Compreendendo agora todos esses fenômenos linguísticos que o autor explicou, faz-se uma crítica sobre o ensino brasileiro. Os mais de 60 milhões (na época em que foi escrito o livro) de analfabetos funcionais no Brasil mostram bem o reflexo dessa pressão que a gramática normativa faz para continuar a alimentar seu controle. Fazer o aluno decorar listas de pronomes coletivos, regências e formas verbais que não se usam mais no português brasileiro (o caso do “vós”), tentar fazer com que o aluno apenas decore, e não aprenda, assimile e utilize a língua, é o que faz com que o ensino brasileiro esteja ente os piores do mundo.
É necessário repensar o ensino, fazer com que primeiro o aluno tenha domínio sobre a utilização efetiva e eficaz da língua para depois fazê-lo decorar as regras que estão em desuso no país. Fazer com que o aluno compreenda os fenômenos que ocorrem com a língua que ele mesmo fala, para que ele possa refletir e então absorver a forma “padrão” não seria mais eficaz do que tentar ensinar uma língua estrangeira (português padrão) a ele?
No fim, a norma culta, o português padrão, não cumpre seu papel de ascensão social e cultural do indivíduo. Pelo contrário, só reforça o sistema de opressão que as classes menos favorecidas sofrem e serve como um verdadeiro arame farpado que bloqueia o acesso dos indivíduos ao poder. Chamar os falantes de português não padrão de selvagens, asnos e burros é uma forma de manter o cabresto e vender o peixe: vocês precisam da nossa língua, a melhor, a correta e tem que ser essa para que sejam civilizados e humanos. Dessa forma, os que dominam a língua padrão dominam o restante que não consegue compreender esse monte de regras desnecessárias.
Perpetuar essa “violência” preconceituosa com esse ensino tradicional de gramática sem contextos e sem reflexões é continuar negando aos sujeitos o direito que eles possuem de tentar mudar sua situação, e assim mantê-los sob o julgo dos “poderosos padrões”.

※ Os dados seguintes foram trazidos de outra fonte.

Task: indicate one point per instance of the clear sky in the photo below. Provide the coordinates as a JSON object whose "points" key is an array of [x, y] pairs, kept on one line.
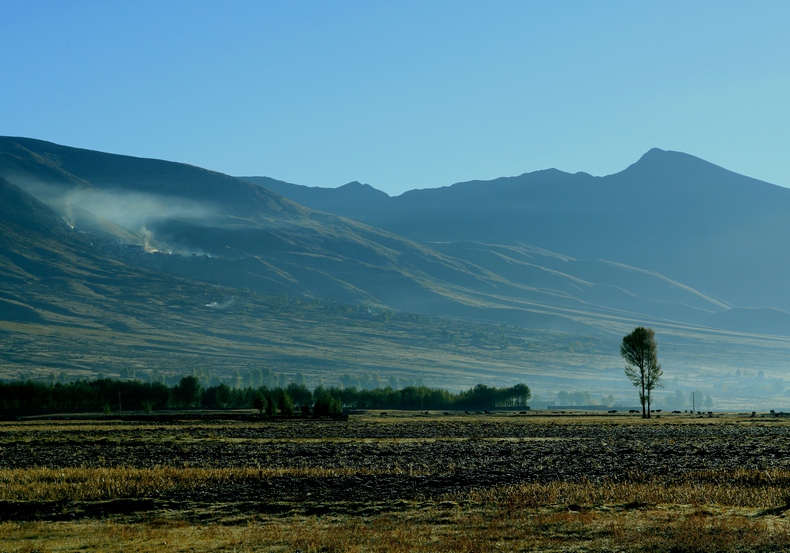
{"points": [[403, 94]]}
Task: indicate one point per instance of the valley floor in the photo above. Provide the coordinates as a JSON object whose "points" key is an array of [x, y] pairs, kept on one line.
{"points": [[398, 482]]}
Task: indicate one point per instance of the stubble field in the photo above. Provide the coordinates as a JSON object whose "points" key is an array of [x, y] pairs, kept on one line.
{"points": [[398, 482]]}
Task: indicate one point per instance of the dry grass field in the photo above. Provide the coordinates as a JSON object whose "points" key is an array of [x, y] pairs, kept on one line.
{"points": [[400, 482]]}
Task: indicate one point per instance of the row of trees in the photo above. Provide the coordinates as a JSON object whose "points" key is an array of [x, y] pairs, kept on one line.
{"points": [[110, 395]]}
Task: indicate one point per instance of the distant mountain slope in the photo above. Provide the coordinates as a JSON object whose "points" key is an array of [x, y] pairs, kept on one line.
{"points": [[673, 213]]}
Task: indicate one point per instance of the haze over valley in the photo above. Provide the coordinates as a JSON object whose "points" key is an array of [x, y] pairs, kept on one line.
{"points": [[131, 267]]}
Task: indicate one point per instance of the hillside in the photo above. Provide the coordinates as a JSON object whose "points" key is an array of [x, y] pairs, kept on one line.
{"points": [[119, 265], [693, 222]]}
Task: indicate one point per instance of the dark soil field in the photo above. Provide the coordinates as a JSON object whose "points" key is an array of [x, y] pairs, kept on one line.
{"points": [[246, 473]]}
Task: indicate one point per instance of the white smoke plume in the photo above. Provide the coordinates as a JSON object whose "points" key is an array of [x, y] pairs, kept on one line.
{"points": [[224, 304]]}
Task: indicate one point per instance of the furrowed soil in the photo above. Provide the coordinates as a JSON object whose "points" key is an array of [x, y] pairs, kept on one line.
{"points": [[398, 482]]}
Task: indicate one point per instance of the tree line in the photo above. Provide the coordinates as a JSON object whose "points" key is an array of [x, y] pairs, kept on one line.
{"points": [[114, 396]]}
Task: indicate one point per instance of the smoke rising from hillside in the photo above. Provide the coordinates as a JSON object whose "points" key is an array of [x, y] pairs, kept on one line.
{"points": [[129, 210]]}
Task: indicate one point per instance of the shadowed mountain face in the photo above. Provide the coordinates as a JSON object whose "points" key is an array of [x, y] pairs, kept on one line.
{"points": [[689, 220], [182, 220], [109, 261]]}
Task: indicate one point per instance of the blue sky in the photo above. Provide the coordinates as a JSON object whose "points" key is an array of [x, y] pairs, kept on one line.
{"points": [[403, 94]]}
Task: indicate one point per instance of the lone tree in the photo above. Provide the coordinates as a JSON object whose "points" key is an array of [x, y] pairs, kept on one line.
{"points": [[640, 351]]}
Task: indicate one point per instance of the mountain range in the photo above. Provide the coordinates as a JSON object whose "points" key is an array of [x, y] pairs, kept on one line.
{"points": [[672, 241]]}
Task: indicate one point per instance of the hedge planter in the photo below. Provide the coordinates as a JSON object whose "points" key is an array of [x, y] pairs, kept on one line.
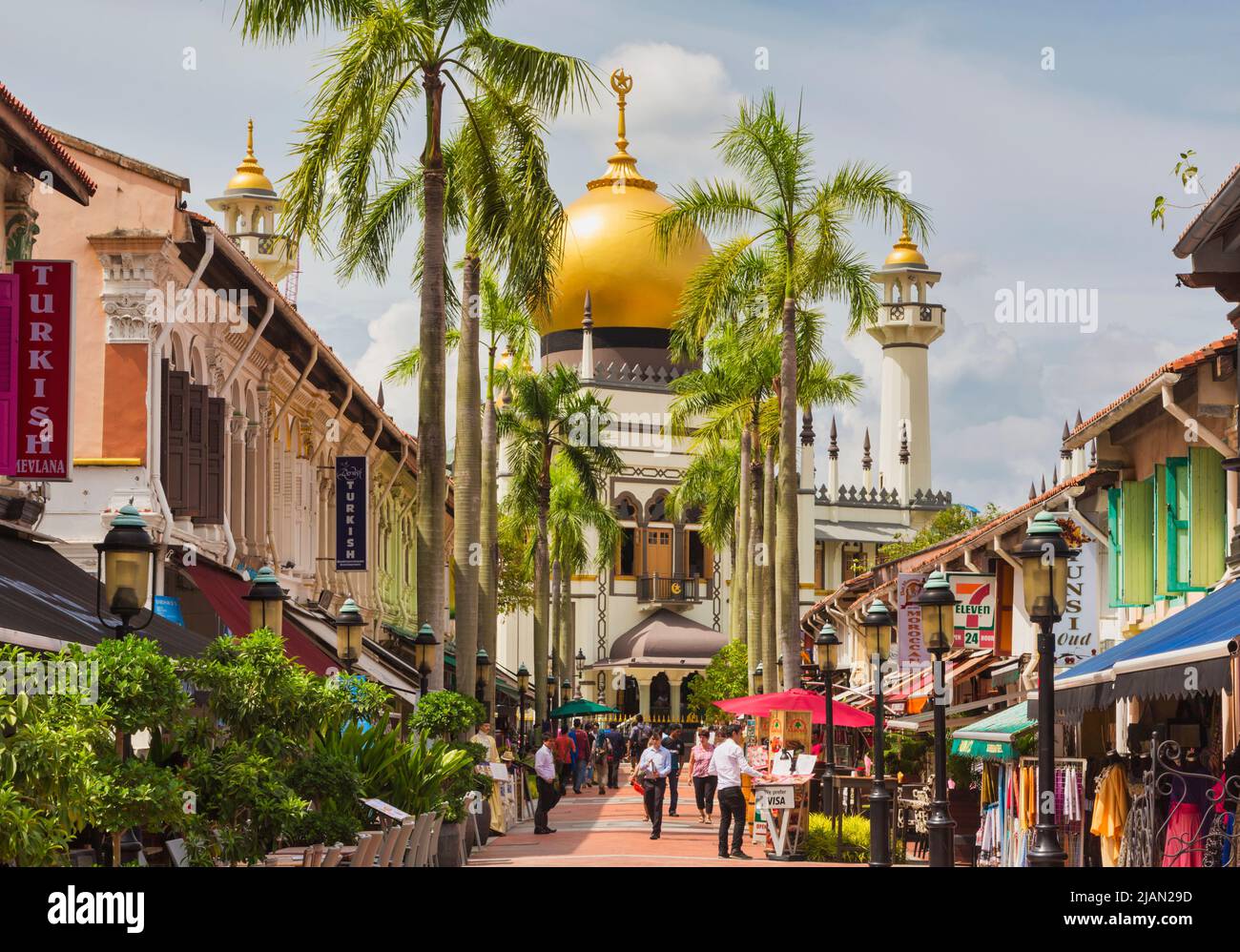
{"points": [[450, 844]]}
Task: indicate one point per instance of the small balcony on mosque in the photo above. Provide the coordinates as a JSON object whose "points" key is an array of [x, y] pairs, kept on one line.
{"points": [[672, 589]]}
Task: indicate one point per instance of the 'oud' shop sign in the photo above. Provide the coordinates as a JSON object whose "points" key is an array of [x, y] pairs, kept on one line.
{"points": [[351, 497], [38, 429]]}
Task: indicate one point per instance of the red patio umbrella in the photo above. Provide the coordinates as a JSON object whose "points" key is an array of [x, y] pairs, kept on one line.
{"points": [[797, 699]]}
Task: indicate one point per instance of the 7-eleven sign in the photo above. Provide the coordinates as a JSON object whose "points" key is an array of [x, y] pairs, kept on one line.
{"points": [[976, 609]]}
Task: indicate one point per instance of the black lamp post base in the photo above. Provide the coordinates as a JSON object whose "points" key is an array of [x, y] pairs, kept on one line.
{"points": [[941, 831], [1045, 849], [879, 828]]}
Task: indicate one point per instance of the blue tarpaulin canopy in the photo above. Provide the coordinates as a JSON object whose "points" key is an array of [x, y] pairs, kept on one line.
{"points": [[1186, 653]]}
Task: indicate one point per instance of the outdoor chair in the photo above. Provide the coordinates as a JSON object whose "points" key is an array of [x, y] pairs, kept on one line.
{"points": [[417, 854], [402, 843], [333, 858], [433, 847], [367, 845]]}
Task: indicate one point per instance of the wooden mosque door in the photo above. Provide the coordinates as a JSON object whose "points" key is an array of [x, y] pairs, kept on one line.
{"points": [[658, 551]]}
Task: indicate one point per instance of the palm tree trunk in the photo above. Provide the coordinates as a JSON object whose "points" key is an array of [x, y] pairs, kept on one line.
{"points": [[740, 578], [554, 644], [789, 574], [754, 588], [467, 550], [432, 443], [487, 574], [770, 650], [541, 612]]}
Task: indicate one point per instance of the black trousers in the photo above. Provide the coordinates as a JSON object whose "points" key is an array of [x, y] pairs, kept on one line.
{"points": [[547, 799], [653, 797], [703, 790], [732, 808]]}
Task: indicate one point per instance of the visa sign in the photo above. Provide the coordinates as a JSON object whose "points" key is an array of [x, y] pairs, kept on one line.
{"points": [[976, 609]]}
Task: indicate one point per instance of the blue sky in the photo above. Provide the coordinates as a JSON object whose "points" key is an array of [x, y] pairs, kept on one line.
{"points": [[1034, 175]]}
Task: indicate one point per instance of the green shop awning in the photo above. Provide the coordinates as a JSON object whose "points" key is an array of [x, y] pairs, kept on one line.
{"points": [[991, 737]]}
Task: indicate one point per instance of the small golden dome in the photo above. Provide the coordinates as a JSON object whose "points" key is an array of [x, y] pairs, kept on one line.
{"points": [[904, 252], [609, 249], [249, 174]]}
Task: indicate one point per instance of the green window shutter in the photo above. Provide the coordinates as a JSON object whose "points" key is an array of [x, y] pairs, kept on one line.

O autor simplifica a linguagem dos estudos científicos e descobertas linguísticas já realizadas para que qualquer pessoa alfabetizada possa entender as teorias que perpassam a sociolinguística. Essa desmistificação da ciência e elucidação dos fenômenos naturais da língua coloca Bagno entre ‘os mais desprezados’ por gramáticos e defensores do tradicional português padrão, sendo chamado sempre de ‘linguista radical’.
O que uma parte das pessoas não compreende, é que Bagno não quis ditar novas regras sobre como escrever e falar, ele apenas explicou alguns fenômenos pra que possamos compreender o porquê as pessoas têm falas tão distintas de diferentes, mas que mesmo assim, têm muito em comum: o código linguístico. Aprender a norma é importante, porém compreender os processos da língua é fundamental para desfazermos os preconceitos contas os chamados de “asnos”, “caipiras” e “ignorantes” pelos gramáticos tradicionais, e fazer com que os falantes do português não-padrão tenham finalmente a democratização real do ensino.